En réalité, depuis qu’il a vu le jour il y a six décennies, l’État hébreu – sans cesse alimenté par des flux démographiques en provenance des cinq continents et par des apports occidentaux financiers, économiques, technologiques et militaires massifs et pointus – refoule inexorablement le peuple palestinien de sa Terre, musulmans et chrétiens confondus : à coups de guerres et de tueries, d’annexions et de colonisations, d’occupations et de discriminations, de murs, de bouclages et de barrages… Chef de la diplomatie de Tel-Aviv, Tzipi Livni a même suggéré, il y a peu, de « transférer » les centaines de milliers de Palestiniens devenus citoyens d’Israël. Pourquoi donc le lion et ses acolytes s’interdiraient-ils désormais les « solutions » les plus extrêmes ? Que pèse l’agitation d’un moucheron ?
La Fontaine met pourtant en garde, dans sa fable : « … entre nos ennemis, les plus à craindre sont souvent les plus petits ! » Malgré – à cause de – la violence que le lion leur impose, les peuples du Proche-Orient vont générer des nuées de moucherons, « qui en cent lieux le harcellent, tantôt piquent l’échine et tantôt le museau, tantôt entrent au fond du naseau ». N’est-ce pas Ehud Barak lui-même qui l’avouait, naguère : « Si j’étais né Palestinien, je serais devenu terroriste » ? Après le Hezbollah, hier au Sud Liban, et le Hamas, aujourd’hui à Gaza, d’autres mouvements inflexibles lèveront demain l’étendard de la résistance acharnée en Cisjordanie, en Jordanie. Et qui peut garantir que l’Égypte restera aussi complaisante après Moubarak – c’est-à-dire très bientôt, peut-être ?

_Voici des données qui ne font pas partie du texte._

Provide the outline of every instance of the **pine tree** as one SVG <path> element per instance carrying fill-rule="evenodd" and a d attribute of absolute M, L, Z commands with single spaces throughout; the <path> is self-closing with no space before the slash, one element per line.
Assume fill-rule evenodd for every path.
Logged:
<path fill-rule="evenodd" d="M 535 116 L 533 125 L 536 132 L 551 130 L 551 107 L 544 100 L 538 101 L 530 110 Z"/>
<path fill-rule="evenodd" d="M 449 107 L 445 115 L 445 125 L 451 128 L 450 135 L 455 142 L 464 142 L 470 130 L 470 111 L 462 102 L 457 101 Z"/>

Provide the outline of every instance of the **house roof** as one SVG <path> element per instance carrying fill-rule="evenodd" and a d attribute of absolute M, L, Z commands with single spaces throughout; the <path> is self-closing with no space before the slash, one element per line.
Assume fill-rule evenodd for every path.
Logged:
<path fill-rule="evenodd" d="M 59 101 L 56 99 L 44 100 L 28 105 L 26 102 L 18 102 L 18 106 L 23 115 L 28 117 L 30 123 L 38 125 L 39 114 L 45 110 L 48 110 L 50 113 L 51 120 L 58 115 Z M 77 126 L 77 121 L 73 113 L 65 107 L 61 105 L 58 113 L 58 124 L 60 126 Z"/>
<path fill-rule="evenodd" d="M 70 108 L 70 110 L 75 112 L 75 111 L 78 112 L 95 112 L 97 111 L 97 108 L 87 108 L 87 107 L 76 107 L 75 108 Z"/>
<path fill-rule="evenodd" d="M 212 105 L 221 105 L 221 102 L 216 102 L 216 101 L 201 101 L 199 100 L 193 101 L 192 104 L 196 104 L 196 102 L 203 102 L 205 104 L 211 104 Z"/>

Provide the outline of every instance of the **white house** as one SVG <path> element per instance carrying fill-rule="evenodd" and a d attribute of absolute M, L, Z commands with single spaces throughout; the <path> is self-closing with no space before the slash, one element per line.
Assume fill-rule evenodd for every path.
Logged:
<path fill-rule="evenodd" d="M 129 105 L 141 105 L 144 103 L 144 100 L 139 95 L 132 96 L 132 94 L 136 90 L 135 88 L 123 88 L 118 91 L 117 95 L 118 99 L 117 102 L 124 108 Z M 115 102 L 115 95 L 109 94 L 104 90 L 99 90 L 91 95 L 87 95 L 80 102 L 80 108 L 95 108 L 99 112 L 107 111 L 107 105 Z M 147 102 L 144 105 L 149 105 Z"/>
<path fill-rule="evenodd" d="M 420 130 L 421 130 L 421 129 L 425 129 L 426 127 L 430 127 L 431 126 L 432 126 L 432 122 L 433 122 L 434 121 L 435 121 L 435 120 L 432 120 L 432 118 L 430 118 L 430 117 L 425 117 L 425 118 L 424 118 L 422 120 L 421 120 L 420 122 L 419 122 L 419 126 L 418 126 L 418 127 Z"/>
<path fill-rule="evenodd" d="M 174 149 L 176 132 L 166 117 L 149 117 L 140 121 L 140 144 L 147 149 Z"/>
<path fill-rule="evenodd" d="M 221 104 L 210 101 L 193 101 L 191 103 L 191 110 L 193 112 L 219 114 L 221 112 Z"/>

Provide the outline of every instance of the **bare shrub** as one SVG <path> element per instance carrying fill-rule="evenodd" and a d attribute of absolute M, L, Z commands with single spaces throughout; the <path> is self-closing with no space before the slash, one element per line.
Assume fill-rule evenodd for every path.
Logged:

Plus décisif encore : des essaims de guêpes se forment dans l’Asie musulmane profonde et pourraient bien convoler avec les moucherons. Comme autrefois l’Iran du chah, la Turquie « laïque » – soutien traditionnel d’Israël – pourrait bien succomber aux sirènes islamistes, relayées par l’écho des massacres de Gaza. À Ankara, déjà, président de la République et Premier ministre s’indignent de l’hécatombe provoquée par Tsahal. Qu’en sera-t-il des centaines de millions de Pakistanais, dont le pays possède l’arme nucléaire, et d’Indonésiens, hier encore réputés pour leur islam « modéré » ? La France elle-même, qui compte d’importantes communautés musulmane et juive, n’est plus à l’abri de graves dérapages…
Une seule alternative à ces emballements qui guettent nos contemporains, nos enfants ainsi que nos petits-enfants et qui risquent de provoquer des conflits planétaires : l’arrêt de l’occupation et la décolonisation de Gaza, de la Cisjordanie et du Golan ; l’avènement aux côtés d’Israël d’un État palestinien viable incluant une partie de Jérusalem ; la paix dans la dignité pour toutes les parties… Ces dernières et le monde entier ont aujourd’hui les yeux rivés sur le nouveau locataire de la Maison Blanche, seul capable d’impulser une dynamique de négociations. Vœu pieux ? Utopie nécessaire plutôt, car la foi véritable – celle des hommes de bonne volonté – peut transporter les montagnes et combler les ravins.